Agriculture, which has been the vehicle that enabled millions of poor and oppressed people to move from the status of serfs to self-sufficient freemen, is the most vulnerable point of attack in the battle against the working classes. For decades, we have pointed to the dangers of consolidation of small farms into huge operations that only corporations can afford to acquire and run. We used to call this process integration--vertical and horizontal--to describe the ways that farmers can be absorbed into the corporate structure. We tried to warn that the success and efficiency of American farming would continued to overproduce and make farm products so cheap that they would not cover the cost of production under the market system that prevailed. We have reached that point. If one were to buy a farm of some of the best Brown County land at today's prevailing prices, there is no way that what the land produces can cover the cost of a mortgage, taxes, seed, fertilizer and chemicals, and the equipment and fuel needed to work that land. Many "family" farms are now corporations, and they are in fact managed by the people who hold the paper on them, not those who work the land.

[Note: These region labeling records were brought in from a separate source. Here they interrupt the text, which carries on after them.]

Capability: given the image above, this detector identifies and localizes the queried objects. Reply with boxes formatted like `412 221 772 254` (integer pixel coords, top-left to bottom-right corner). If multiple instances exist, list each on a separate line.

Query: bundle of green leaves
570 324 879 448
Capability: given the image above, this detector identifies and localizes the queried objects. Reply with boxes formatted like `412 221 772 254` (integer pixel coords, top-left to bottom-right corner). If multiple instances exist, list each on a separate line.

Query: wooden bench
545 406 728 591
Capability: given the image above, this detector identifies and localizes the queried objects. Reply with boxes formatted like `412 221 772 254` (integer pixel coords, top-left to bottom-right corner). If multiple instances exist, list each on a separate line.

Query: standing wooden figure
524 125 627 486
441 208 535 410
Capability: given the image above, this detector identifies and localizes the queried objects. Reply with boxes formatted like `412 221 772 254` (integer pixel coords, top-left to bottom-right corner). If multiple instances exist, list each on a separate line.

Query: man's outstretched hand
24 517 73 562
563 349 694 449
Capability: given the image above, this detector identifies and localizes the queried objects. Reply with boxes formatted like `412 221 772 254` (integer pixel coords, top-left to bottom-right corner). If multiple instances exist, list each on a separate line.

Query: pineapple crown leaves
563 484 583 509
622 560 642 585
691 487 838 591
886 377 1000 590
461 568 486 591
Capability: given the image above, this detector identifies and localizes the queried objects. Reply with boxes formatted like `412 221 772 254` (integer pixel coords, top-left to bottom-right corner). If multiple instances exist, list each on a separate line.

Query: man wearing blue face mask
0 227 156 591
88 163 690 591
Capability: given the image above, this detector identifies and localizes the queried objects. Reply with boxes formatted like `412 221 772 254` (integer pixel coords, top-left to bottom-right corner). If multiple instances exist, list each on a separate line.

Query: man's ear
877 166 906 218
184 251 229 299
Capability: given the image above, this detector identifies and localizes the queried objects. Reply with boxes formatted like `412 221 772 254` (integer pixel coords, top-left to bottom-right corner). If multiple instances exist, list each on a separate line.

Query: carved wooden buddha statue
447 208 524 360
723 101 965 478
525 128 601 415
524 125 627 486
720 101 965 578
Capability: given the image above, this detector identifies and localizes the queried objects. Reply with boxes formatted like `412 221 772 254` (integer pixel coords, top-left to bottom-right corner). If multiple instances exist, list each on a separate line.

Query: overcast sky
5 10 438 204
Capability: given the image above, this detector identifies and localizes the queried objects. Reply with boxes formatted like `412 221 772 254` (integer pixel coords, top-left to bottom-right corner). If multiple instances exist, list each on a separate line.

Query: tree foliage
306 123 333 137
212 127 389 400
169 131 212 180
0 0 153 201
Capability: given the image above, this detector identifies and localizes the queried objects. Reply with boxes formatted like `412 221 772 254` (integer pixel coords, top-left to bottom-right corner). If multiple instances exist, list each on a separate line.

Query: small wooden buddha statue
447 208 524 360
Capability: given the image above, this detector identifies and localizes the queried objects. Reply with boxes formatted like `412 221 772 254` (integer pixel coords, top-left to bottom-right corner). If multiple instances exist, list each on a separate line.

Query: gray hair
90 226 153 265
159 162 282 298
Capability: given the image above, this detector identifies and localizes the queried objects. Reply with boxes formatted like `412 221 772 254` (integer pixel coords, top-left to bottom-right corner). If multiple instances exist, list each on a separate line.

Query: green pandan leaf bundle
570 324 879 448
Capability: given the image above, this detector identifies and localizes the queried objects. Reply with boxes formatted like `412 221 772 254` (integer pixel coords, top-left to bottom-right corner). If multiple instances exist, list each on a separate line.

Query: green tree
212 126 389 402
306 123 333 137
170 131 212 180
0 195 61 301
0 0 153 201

Three packing houses exercise virtual control of the meat industry. A few grain processors control the grain trade. Food is heading for the same kind of control under a few giant corporations that run the petroleum energy business. Put simply, the massive consolidation of industries into a few giants closes the free market system. Once consumers are made totally dependent on commodities, such as gasoline, fuel oil, and food, they have no part to play in the market system. They are at its mercy. We hope the people found the $3 gasoline enjoyable, because it will return.

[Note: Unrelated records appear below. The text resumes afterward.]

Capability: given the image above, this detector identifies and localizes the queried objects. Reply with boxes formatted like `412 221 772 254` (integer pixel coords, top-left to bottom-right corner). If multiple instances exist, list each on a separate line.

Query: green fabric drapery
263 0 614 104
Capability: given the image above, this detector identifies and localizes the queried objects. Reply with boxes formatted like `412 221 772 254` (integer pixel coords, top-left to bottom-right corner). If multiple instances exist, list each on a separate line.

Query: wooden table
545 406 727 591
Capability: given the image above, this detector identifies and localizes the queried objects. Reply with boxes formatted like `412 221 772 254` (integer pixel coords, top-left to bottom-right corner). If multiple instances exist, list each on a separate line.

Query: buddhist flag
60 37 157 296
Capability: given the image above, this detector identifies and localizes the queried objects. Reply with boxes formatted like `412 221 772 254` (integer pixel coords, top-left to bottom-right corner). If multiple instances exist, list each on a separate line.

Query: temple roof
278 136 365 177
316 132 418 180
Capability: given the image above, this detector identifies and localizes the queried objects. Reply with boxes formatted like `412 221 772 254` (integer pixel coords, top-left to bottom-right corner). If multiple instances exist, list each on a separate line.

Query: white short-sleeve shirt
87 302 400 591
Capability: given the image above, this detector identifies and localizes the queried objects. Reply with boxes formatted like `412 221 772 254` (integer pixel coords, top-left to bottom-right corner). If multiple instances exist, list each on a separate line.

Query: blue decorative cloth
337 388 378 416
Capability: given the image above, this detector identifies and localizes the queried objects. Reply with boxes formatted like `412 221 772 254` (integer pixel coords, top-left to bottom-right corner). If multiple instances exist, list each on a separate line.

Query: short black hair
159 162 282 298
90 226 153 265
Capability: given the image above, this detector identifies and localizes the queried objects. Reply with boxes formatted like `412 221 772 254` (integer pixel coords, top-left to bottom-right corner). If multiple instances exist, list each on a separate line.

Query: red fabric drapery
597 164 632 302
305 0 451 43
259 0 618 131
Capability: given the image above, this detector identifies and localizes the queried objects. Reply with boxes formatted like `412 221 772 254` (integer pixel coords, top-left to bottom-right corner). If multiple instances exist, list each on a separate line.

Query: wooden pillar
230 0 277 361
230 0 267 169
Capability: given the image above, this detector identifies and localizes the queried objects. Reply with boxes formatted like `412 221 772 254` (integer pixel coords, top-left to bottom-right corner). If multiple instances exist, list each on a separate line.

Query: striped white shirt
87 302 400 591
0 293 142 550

Congress had a chance to modify the farm bill that helps keep our few independent farmers in business so that massive subsidies will not go to the biggest, corporate-backed farms. That did not happen. John Thune helped that not to happen.

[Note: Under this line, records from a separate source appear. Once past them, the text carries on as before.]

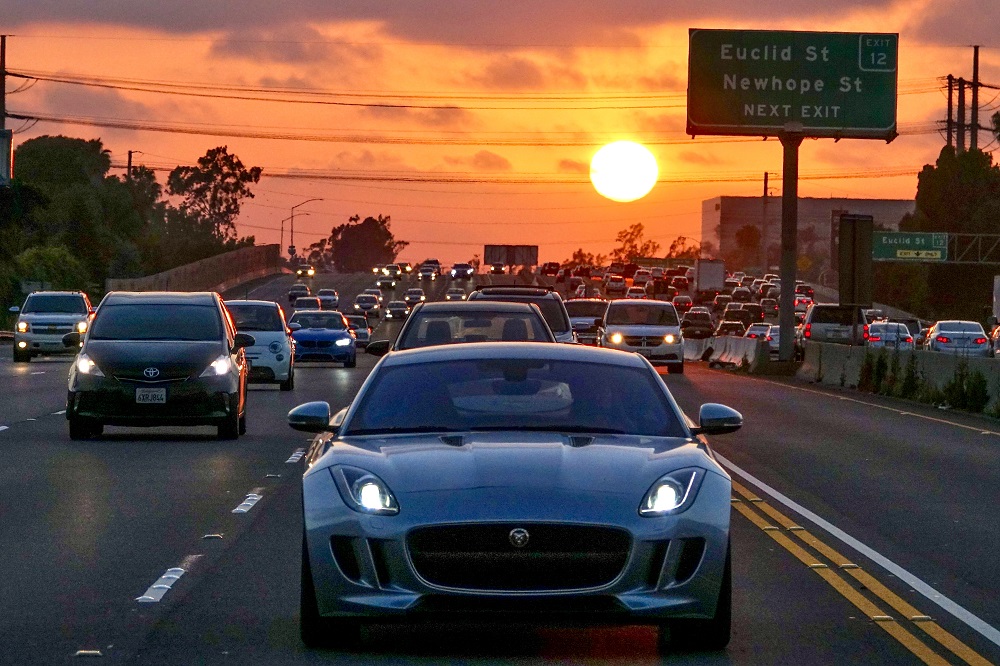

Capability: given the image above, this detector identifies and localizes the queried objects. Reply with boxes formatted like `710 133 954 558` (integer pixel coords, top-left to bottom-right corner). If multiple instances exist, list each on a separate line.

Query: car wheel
659 544 733 651
299 534 361 649
69 416 96 440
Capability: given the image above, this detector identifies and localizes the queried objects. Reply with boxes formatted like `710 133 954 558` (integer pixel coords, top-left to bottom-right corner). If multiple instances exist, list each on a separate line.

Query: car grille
407 523 631 591
296 340 333 349
625 335 663 347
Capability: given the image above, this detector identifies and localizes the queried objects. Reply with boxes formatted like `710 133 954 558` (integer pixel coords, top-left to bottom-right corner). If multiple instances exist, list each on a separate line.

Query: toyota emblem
509 527 531 548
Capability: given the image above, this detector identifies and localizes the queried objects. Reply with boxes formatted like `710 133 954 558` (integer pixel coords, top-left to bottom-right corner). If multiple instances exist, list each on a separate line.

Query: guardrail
104 244 281 291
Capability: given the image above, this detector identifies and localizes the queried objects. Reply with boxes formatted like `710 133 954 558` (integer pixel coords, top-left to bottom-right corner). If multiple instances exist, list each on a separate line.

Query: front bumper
66 373 239 427
303 469 731 624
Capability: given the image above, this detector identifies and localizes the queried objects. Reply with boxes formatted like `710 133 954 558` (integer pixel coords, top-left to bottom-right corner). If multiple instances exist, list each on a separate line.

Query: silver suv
10 291 94 363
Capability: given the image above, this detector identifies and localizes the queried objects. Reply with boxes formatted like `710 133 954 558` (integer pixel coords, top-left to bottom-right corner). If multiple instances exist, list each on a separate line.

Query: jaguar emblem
508 527 531 548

The direction that people like John Thune is pushing agriculture is "conservative" in the sense that it is headed back for that time in the Old World when nobles and royalty owned the land, and serfs did the work on it under survival conditions. The conservative movement is driven by a vision of a new royalty composed of CEOs, like we saw in Enron, who live lavishly and ostentatiously and glamorously, and the peasants are supposed to ignore their own misery while they adore the people who are their superiors and rulers. The problem is that so many of those hard-working people who love America and the opportunities it provided their familes are unaware that those opportunities no longer exist and we are regressing back to feudalism.
For people who do not want to let go of America, we can't afford not to watch every move politicians like John Thune makes, every word he utters, and every breath he takes. He did almost nothing in the House, but he did follow the regressive line faithfully. Only a few seemed to notice. In his campaign for Senate, he showed a vicious and predatory streak, but only a minority took notice of where John Thune was on the issues and the moral and social implications of his attitude.
One of the biggest questions in South Dakota's agriculture-based economy is how far it is from absolute corporate control. Only a minority is aware that we are on the verge of becoming a corporate state, and John Thune is fulfilling his promise to make it happen.